Merry Christmas, Luis!

It is good to hear that it worked on the complete data set*. :+1:

The first and the last column are important!

  1. If you look at the step names, you see that ALL steps are UI driven. But I made major adjustments in the grouping step plus name changing in some of the splitting steps.
  2. Longer then I expected (which is normal), but not too long.
  3. The blanks in the first dotted line misled me into guessing that some columns were defined by character length. That’s how I started off. #“Split Column by Position1” already wasn’t really a perfect solution but it was good enough. Getting the last column could have been done in various ways, and I thought using the $ would be the safest and most convenient. So far that’s all “manual work”, but then I had to think, cause there were no ready made solutions in my repertoire. Thought about if pivoting was viable (not really), and that index with custom column extracting by position could be used. => Easier than that would be to tweak grouping to get the first and second resp. first, last and the middle positions. It worked out fine!

It remeinded me of that AP task, so it makes sense that it is from OGSYS too. :blush:

*There is always the possibility that there are cases, which were not included in the sample data. That could be the case also regarding the AP task. I remember that you did not select my solution. => There is a chance that you did not apply my solution.

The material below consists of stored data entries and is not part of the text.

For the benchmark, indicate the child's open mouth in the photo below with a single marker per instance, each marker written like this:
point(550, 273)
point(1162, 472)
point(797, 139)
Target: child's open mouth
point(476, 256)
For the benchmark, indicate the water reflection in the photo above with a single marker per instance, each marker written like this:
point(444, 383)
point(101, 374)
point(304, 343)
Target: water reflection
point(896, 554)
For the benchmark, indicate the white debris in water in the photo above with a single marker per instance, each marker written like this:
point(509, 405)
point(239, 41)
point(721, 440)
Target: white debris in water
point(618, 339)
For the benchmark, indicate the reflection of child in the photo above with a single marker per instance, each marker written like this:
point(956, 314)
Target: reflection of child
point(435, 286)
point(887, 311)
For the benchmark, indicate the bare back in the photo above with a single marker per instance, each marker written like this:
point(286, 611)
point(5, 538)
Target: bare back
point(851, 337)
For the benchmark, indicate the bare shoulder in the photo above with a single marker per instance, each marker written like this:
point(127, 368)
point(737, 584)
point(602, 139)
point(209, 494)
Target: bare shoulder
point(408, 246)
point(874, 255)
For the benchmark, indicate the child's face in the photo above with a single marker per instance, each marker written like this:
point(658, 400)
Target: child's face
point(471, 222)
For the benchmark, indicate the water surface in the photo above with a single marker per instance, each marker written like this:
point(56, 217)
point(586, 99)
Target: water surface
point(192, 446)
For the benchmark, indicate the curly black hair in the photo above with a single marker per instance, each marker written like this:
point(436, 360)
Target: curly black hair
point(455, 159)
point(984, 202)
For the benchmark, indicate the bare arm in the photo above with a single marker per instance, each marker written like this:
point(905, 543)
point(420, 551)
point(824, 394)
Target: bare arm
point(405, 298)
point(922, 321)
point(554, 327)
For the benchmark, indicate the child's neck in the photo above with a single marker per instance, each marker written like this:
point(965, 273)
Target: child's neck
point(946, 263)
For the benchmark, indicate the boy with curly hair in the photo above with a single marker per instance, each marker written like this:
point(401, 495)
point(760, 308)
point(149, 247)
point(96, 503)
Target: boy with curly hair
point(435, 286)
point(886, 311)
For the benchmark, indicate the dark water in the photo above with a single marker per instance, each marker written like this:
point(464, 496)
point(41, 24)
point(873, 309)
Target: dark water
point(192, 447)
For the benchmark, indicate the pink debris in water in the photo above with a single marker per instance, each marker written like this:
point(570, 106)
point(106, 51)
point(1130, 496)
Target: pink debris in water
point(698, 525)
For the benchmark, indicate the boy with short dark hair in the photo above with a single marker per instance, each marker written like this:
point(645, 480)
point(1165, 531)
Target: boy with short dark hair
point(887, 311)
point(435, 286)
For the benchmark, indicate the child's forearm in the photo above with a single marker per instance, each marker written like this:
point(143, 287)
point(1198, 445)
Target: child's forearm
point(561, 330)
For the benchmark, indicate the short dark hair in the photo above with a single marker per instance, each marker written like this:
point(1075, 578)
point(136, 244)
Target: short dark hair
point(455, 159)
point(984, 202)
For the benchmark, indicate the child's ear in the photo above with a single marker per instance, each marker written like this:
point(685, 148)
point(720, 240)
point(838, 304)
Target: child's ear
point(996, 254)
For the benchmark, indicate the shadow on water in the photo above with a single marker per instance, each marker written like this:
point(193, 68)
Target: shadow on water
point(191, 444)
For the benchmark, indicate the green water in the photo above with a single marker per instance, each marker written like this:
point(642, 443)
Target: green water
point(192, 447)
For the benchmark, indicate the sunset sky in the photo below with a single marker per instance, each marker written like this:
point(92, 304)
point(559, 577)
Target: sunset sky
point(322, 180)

In that case you can try mine and perhaps you are lucky:

let
    Source = Table.FromColumns({Lines.FromBinary(File.Contents("C:\yourPath\ap340.txt"), null, null, 1252)}),
    #"Filtered PageHeaders" = Table.SelectRows(Source, each ([Column1] <> "" 
        and not Text.Contains([Column1], "Printed on:")
        and not Text.Contains([Column1], "A/P Detail List")
        and not Text.Contains([Column1], "Date Filter:")
        and not Text.Contains([Column1], "UnPaid(FSP)")
        and not Text.Contains([Column1], "------")
        and not Text.Contains([Column1], "Code      Description            Number") )),
    #"Added Invoice" = Table.AddColumn(#"Filtered PageHeaders", "Invoice", each if Text.Contains([Column1], "$") and Text.Contains([Column1], "/") then Text.End([Column1], 101) else null),
    #"Inserted First Characters" = Table.AddColumn(#"Added Invoice", "Details", each if [Invoice]=null then [Column1] else Text.Start([Column1], Text.Length([Column1])-101), type text),
    #"Shifted Invoice" = Table.FromColumns(
        Table.ToColumns(#"Inserted First Characters") & {{null} & List.RemoveLastN(#"Inserted First Characters"[Invoice],1)},
        Table.ColumnNames(#"Inserted First Characters") & {"Invoice.1"} ),
    #"Trimmed Details" = Table.TransformColumns(#"Shifted Invoice",{{"Details", Text.Trim, type text}}),
    #"Added Custom" = Table.AddColumn(#"Trimmed Details", "Custom", each if [Details]<> "" and [Invoice]<>null then [Invoice] else [Invoice.1], type text),
    #"Removed Columns1" = Table.RemoveColumns(#"Added Custom",{"Invoice", "Invoice.1"}),
    #"Added Vendor Code" = Table.AddColumn(#"Removed Columns1", "Vendor Code", each if Text.StartsWith([Details], "Vendor") and Text.Contains([Details], "Total:") then Text.BetweenDelimiters([Details], " ", " ") else null),
    #"Filled Up" = Table.FillUp(#"Added Vendor Code",{"Vendor Code"}),
    #"Added Vendor" = Table.AddColumn(#"Filled Up", "Vendor", each if Text.StartsWith([Details], [Vendor Code] & " ") then Text.AfterDelimiter([Details], [Vendor Code]& " ") else null),
    #"Filled Down" = Table.FillDown(#"Added Vendor",{"Vendor"}),
    #"Filtered Invoice Lines" = Table.SelectRows(#"Filled Down", each ([Custom] <> null and [Details]<>"" and not Text.Contains([Details], "Total:"))),
    #"Split Column by Positions" = Table.SplitColumn(#"Filtered Invoice Lines", "Custom", Splitter.SplitTextByPositions({0, 13, 23, 30, 39, 48, 64, 75, 84, 100, 102}), {"Invoice Number",	"Invoice Date",	"Voucher Number",	"Payment Due Date",	"Transaction Date",	"Original Amount",	"Discount", "byDate",	"Balance Now due",	"Pay"}),
    #"Trimmed Text" = Table.TransformColumns(#"Split Column by Positions",{{"Invoice Number", Text.Trim, type text}, {"Invoice Date", Text.Trim, type text}, {"Voucher Number", Text.Trim, type text}, {"Payment Due Date", Text.Trim, type text}, {"Transaction Date", Text.Trim, type text}, {"Original Amount", Text.Trim, type text}, {"Discount", Text.Trim, type text}, {"byDate", Text.Trim, type text}, {"Balance Now due", Text.Trim, type text}, {"Pay", Text.Trim, type text}, {"Vendor", Text.Trim, type text}}),
    #"Changed Type with Locale" = Table.TransformColumnTypes(#"Trimmed Text", {{"Original Amount", Currency.Type}, {"Discount", Currency.Type}, {"Balance Now due", Currency.Type}}, "en-US")
in
    #"Changed Type with Locale"

Regards,
Matthias